About the Book
Dan Leno, the great music hall comedian, was known in his lifetime as ‘the funniest man on earth’. So how could he have been involved in one of the most curious episodes in London’s history when, in a short period during the autumn of 1880, a series of murders was attributed to the mysterious ‘Limehouse Golem’?
In Peter Ackroyd’s novel the world of late-Victorian music hall and pantomime becomes implicated in a number of sinister scenes and episodes, and the connection between the light and dark sides of nineteenth-century London begins to attract contemporary figures as George Gissing and Karl Marx. But there are also less well-known characters who play a significant role in the narrative. What, for example, is the secret of Elizabeth Cree, about to hang for the murder of her husband?
My Review
I first started to read this book about twenty years ago when it was originally published as Dan Leno and The Limehouse Golem. Then I didn’t really care for it, but over the years the books I choose to read are a lot darker and when the publisher asked if I would like to review I decided to try again. I am happy to say, that this time round I liked the novel much more. So much so that after finishing it yesterday morning, I then went to the cinema to watch the film adaptation. And now I want to reread the book. It’s safe to say I’m a fan!

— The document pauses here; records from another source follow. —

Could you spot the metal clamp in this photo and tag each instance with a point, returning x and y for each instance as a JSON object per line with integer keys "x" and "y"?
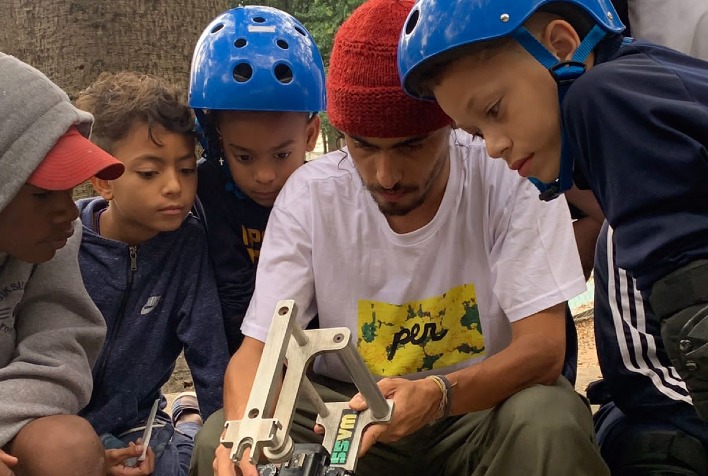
{"x": 265, "y": 427}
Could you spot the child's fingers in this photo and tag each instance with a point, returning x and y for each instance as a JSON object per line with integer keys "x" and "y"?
{"x": 7, "y": 459}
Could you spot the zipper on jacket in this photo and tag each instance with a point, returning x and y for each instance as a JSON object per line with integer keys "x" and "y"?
{"x": 133, "y": 253}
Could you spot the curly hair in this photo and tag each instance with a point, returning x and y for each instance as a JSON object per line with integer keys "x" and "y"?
{"x": 121, "y": 100}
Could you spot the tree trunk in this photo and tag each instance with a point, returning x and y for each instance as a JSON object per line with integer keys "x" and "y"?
{"x": 73, "y": 41}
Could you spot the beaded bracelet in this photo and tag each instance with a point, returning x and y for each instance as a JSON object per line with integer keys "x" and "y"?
{"x": 444, "y": 407}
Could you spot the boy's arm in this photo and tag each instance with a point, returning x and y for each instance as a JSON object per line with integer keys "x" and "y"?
{"x": 202, "y": 333}
{"x": 59, "y": 336}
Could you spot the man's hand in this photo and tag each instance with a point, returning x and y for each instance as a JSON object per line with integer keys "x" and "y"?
{"x": 115, "y": 461}
{"x": 415, "y": 405}
{"x": 223, "y": 466}
{"x": 6, "y": 462}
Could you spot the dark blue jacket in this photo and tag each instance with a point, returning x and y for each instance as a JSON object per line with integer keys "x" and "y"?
{"x": 638, "y": 126}
{"x": 235, "y": 228}
{"x": 156, "y": 303}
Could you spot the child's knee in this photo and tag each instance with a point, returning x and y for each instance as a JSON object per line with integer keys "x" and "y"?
{"x": 546, "y": 410}
{"x": 58, "y": 445}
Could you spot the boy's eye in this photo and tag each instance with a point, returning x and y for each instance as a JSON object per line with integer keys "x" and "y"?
{"x": 414, "y": 146}
{"x": 494, "y": 110}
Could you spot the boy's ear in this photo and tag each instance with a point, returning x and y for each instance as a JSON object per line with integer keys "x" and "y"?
{"x": 561, "y": 39}
{"x": 103, "y": 187}
{"x": 313, "y": 132}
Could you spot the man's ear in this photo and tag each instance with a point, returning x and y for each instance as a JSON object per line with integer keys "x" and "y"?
{"x": 103, "y": 187}
{"x": 313, "y": 132}
{"x": 561, "y": 39}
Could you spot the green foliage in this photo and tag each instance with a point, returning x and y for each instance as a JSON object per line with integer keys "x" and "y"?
{"x": 322, "y": 18}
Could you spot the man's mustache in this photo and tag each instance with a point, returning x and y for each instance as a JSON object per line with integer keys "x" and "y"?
{"x": 376, "y": 188}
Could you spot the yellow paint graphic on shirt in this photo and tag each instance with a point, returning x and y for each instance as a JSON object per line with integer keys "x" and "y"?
{"x": 252, "y": 238}
{"x": 420, "y": 335}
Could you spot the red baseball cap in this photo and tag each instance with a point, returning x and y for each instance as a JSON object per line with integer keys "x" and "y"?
{"x": 73, "y": 160}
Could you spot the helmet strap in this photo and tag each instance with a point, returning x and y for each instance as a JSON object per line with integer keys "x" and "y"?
{"x": 564, "y": 73}
{"x": 212, "y": 151}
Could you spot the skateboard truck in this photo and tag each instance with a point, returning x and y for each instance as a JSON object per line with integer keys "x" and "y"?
{"x": 265, "y": 427}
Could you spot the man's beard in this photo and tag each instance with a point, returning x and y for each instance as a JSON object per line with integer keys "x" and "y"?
{"x": 398, "y": 209}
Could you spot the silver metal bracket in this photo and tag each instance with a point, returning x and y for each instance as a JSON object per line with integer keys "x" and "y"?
{"x": 265, "y": 427}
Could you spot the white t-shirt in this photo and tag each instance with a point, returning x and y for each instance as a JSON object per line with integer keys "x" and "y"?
{"x": 433, "y": 300}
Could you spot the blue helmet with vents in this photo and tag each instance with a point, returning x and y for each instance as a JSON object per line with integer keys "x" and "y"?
{"x": 257, "y": 58}
{"x": 436, "y": 27}
{"x": 253, "y": 58}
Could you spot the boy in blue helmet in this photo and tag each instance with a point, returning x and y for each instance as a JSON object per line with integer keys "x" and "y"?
{"x": 465, "y": 335}
{"x": 631, "y": 126}
{"x": 257, "y": 83}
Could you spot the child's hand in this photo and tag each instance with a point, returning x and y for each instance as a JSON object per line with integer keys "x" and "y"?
{"x": 6, "y": 462}
{"x": 115, "y": 461}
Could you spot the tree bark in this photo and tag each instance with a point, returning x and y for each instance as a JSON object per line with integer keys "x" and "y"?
{"x": 73, "y": 41}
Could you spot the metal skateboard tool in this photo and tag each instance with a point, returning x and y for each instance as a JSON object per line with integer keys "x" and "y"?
{"x": 147, "y": 434}
{"x": 265, "y": 428}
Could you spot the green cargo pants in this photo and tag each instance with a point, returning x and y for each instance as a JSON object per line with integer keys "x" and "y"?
{"x": 543, "y": 431}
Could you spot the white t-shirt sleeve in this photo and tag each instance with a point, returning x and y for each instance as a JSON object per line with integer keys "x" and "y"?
{"x": 284, "y": 272}
{"x": 534, "y": 258}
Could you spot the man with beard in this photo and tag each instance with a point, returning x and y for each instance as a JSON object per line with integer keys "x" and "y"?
{"x": 446, "y": 267}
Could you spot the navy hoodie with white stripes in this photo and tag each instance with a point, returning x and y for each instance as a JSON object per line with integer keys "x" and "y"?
{"x": 158, "y": 298}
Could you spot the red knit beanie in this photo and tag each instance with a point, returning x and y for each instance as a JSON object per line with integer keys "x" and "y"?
{"x": 364, "y": 94}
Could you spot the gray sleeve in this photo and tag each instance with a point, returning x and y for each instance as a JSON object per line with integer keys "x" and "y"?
{"x": 59, "y": 334}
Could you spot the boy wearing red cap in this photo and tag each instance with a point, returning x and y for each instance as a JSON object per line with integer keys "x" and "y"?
{"x": 50, "y": 330}
{"x": 449, "y": 271}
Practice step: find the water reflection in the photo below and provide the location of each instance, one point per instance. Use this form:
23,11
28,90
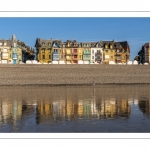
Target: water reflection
22,107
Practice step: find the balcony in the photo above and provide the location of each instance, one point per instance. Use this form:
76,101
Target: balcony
68,58
86,57
75,57
118,53
75,51
68,53
14,56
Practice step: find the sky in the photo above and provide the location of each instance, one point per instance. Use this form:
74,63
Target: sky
133,30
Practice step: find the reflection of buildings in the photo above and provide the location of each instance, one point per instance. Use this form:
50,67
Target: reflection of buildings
71,107
112,108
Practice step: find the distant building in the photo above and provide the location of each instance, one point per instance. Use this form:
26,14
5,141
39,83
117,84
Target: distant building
144,54
13,51
73,52
96,52
119,52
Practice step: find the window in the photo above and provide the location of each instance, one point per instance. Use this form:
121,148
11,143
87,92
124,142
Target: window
75,50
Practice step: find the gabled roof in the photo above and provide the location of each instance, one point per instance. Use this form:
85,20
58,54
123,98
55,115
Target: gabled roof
8,42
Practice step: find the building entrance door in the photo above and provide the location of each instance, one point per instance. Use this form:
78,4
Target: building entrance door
14,61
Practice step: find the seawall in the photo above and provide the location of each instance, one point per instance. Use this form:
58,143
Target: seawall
73,74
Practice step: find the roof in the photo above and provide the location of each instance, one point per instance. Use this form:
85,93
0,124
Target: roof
8,42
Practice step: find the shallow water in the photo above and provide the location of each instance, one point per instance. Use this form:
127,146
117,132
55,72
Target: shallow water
103,108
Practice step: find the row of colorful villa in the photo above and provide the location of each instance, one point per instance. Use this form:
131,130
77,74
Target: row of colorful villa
70,52
73,52
15,52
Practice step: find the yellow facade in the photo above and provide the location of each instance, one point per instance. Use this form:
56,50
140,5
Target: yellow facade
45,55
108,54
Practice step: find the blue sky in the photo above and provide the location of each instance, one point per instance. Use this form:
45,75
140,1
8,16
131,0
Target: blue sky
134,30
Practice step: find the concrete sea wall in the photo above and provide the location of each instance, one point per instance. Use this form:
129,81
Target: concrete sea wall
73,74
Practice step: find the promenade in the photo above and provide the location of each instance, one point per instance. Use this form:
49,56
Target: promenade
73,74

It is incredibly dark. London isn’t romanticised in anyway. You see the poverty, the prostitution, the death and disease. I could taste the fog, the description of ‘miner’s phlegm’ was a strong indication of how damaging it must have been to health. We’ve probably all seen photographs of Victorian London shrouded in mist but I’ve never thought what it must be like to live in.
There are plenty of violent scenes combined with the scenes from the theatre, both of which are present throughout the entire novel. You see the story from a few points of view which gets a little confusing and it was only in the last quarter that I started to see what was happening.
It’s not a book that has many likeable characters, some are factual some fictional and the only moralistic person was Karl Marx who was saddened by a friend’s death. Everybody else was unfeeling and self-obsessed.
After rereading this novel for the second time I will be interested in reading more by Peter Ackroyd.
With thanks to the publisher for the copy received.